17551708. STEPWISE UNCERTAINTY-AWARE OFFLINE REINFORCEMENT LEARNING UNDER CONSTRAINTS simplified abstract (INTERNATIONAL BUSINESS MACHINES CORPORATION)

From WikiPatents
Jump to navigation Jump to search

STEPWISE UNCERTAINTY-AWARE OFFLINE REINFORCEMENT LEARNING UNDER CONSTRAINTS

Organization Name

INTERNATIONAL BUSINESS MACHINES CORPORATION

Inventor(s)

Akifumi Wachi of Tokyo (JP)

Takayuki Osogami of Yamato-shi (JP)

STEPWISE UNCERTAINTY-AWARE OFFLINE REINFORCEMENT LEARNING UNDER CONSTRAINTS - A simplified explanation of the abstract

This abstract first appeared for US patent application 17551708 titled 'STEPWISE UNCERTAINTY-AWARE OFFLINE REINFORCEMENT LEARNING UNDER CONSTRAINTS

Simplified Explanation

The patent application describes a computer-implemented method for offline reinforcement learning using a dataset. Here are the key points:

  • The method involves training a neural network that takes a state-action pair as input and outputs a Q function for both reward and safety constraints.
  • The neural network has a linear output layer and non-linear layers represented by a feature mapping function.
  • The training process includes constructing Q functions based on the dataset using an offline reinforcement algorithm to obtain the feature mapping function.
  • The training also involves tuning a weight between the reward and safety constraints using the feature mapping function.
  • During the obtaining and tuning steps, an estimate of the Q function is provided by subtracting an uncertainty from the expected value of the Q function.
  • The uncertainty is determined by a function that maps the state-action pair to an error size.

Potential applications of this technology:

  • Autonomous driving systems: The method could be used to train a neural network to make decisions based on both reward and safety constraints, improving the safety of autonomous vehicles.
  • Robotics: The method could be applied to train robots to perform tasks while considering both reward and safety factors, ensuring safe and efficient operation.
  • Healthcare: The method could be used to train AI systems that make medical decisions, taking into account both patient well-being and safety considerations.

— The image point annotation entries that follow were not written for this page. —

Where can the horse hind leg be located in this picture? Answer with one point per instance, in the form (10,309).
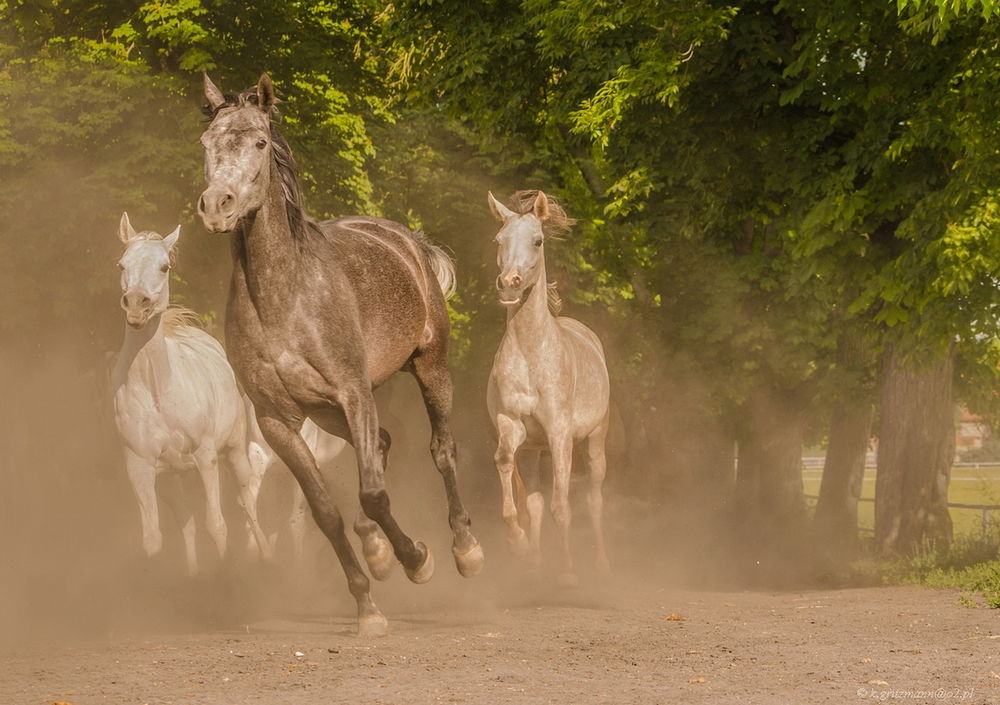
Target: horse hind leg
(431,372)
(296,455)
(597,465)
(376,550)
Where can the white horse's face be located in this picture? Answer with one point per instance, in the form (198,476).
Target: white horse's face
(237,156)
(145,273)
(520,249)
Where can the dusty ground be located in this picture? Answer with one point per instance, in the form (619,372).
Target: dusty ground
(589,646)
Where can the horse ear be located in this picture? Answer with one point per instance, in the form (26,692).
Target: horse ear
(171,240)
(265,93)
(212,93)
(501,211)
(125,230)
(541,206)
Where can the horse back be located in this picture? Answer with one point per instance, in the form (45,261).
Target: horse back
(398,304)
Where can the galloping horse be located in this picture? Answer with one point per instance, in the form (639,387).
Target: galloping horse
(319,315)
(549,384)
(176,401)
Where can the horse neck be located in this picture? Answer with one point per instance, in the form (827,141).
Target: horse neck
(532,320)
(145,348)
(265,248)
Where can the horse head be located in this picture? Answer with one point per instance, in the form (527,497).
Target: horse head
(238,153)
(145,272)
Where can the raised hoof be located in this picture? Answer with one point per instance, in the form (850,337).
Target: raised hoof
(425,570)
(470,562)
(519,544)
(372,625)
(567,580)
(380,559)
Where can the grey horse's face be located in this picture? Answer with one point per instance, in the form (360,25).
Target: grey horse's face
(145,273)
(519,249)
(237,157)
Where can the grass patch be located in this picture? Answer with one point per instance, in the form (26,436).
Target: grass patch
(969,565)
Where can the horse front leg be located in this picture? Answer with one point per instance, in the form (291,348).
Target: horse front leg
(597,465)
(561,446)
(249,478)
(431,372)
(142,478)
(511,434)
(293,451)
(173,492)
(206,459)
(533,500)
(362,420)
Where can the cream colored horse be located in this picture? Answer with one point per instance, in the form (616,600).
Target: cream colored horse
(176,403)
(549,384)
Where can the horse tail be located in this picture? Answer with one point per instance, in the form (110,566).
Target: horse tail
(441,264)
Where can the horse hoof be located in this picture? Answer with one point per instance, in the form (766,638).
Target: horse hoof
(372,625)
(567,580)
(470,562)
(425,570)
(519,545)
(379,559)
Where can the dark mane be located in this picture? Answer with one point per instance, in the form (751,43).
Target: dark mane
(301,225)
(556,226)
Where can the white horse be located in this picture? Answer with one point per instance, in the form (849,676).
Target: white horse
(175,400)
(549,384)
(324,447)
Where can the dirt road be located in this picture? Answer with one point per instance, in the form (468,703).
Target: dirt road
(590,646)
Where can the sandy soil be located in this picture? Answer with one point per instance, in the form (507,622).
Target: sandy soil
(587,646)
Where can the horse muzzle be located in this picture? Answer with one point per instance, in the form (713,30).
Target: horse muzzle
(510,289)
(217,208)
(138,308)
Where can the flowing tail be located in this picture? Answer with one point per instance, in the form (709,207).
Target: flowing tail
(441,264)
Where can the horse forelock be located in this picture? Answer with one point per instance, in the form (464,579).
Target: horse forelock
(556,226)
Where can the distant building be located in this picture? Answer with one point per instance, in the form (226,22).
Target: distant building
(970,432)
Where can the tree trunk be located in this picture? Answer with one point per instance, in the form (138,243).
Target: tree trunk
(844,469)
(915,453)
(769,467)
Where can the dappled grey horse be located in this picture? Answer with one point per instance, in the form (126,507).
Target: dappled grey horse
(549,384)
(319,315)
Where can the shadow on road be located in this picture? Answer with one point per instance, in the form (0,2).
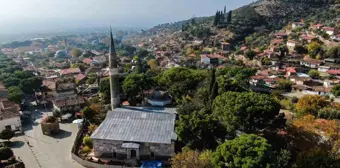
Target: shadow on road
(62,134)
(16,144)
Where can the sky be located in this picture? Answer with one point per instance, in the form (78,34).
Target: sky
(22,16)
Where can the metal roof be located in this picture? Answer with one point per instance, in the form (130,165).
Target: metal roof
(130,145)
(138,124)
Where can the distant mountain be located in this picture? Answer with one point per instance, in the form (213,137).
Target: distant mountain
(268,14)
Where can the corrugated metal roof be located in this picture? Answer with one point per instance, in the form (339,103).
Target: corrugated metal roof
(130,145)
(138,124)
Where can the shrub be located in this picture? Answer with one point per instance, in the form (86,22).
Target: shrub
(86,149)
(5,153)
(88,142)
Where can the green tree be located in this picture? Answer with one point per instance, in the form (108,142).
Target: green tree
(191,159)
(246,151)
(197,128)
(336,90)
(180,81)
(75,52)
(15,94)
(333,52)
(134,85)
(7,134)
(229,16)
(310,104)
(30,85)
(6,153)
(88,113)
(314,48)
(314,74)
(104,89)
(245,111)
(285,85)
(88,141)
(250,54)
(11,81)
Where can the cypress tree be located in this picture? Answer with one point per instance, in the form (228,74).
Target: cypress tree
(229,16)
(216,19)
(212,80)
(214,92)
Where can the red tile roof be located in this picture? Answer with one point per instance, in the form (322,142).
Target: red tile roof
(70,71)
(49,84)
(334,72)
(79,77)
(312,61)
(87,61)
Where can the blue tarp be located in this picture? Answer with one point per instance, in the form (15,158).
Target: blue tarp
(152,164)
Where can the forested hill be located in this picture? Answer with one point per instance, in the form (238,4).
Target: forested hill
(270,14)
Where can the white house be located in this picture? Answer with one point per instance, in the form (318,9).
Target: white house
(311,63)
(10,116)
(297,25)
(329,30)
(205,59)
(291,43)
(336,37)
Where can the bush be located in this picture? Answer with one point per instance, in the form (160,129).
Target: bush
(5,153)
(88,142)
(86,150)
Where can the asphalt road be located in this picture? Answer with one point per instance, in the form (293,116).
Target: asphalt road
(45,151)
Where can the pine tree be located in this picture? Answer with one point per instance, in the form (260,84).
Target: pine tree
(229,16)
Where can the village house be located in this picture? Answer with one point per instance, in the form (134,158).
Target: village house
(264,81)
(225,46)
(298,25)
(10,116)
(212,58)
(88,61)
(70,72)
(291,44)
(316,26)
(66,99)
(336,37)
(141,133)
(310,62)
(48,88)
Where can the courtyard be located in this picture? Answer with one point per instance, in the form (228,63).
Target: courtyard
(45,151)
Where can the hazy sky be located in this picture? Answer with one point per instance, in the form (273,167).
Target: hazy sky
(41,15)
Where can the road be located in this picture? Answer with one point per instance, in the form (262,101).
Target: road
(45,151)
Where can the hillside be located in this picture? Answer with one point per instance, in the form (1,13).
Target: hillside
(264,14)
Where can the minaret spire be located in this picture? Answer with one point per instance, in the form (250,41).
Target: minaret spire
(114,75)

Problems solved by this technology:

  • Balancing reward and safety: The method addresses the challenge of training AI systems to consider both reward and safety constraints, ensuring that decisions are made with a balance between the two.
  • Offline reinforcement learning: The method allows for training the neural network using a dataset, eliminating the need for real-time interaction with the environment, which can be time-consuming and costly.

Benefits of this technology:

  • Improved safety: By considering safety constraints during the training process, the method helps to ensure that AI systems make decisions that prioritize safety.
  • Efficient training: The use of a dataset for offline reinforcement learning allows for more efficient training of the neural network, reducing the need for real-time interaction and speeding up the learning process.
  • Versatility: The method can be applied to various domains and tasks, allowing for the training of AI systems that consider both reward and safety factors.


Original Abstract Submitted

A computer-implemented method is provided for offline reinforcement learning with a dataset. The method includes training a neural network which inputs a state-action pair and outputs a respective Q function for each of a reward and one or more safety constraints, respectively. The neural network has a linear output layer and remaining non-linear layers being represented by a feature mapping function. The training includes obtaining the feature mapping function by constructing Q-functions based on the dataset according to an offline reinforcement algorithm. The training further includes tuning, using the feature mapping function, a weight between the reward and the one or more safety constraints, wherein during the obtaining and the tuning steps, an estimate of a Q-function is provided by subtracting an uncertainty from an expected value of the Q-function. The uncertainty is a function to map the state-action pair to an error size.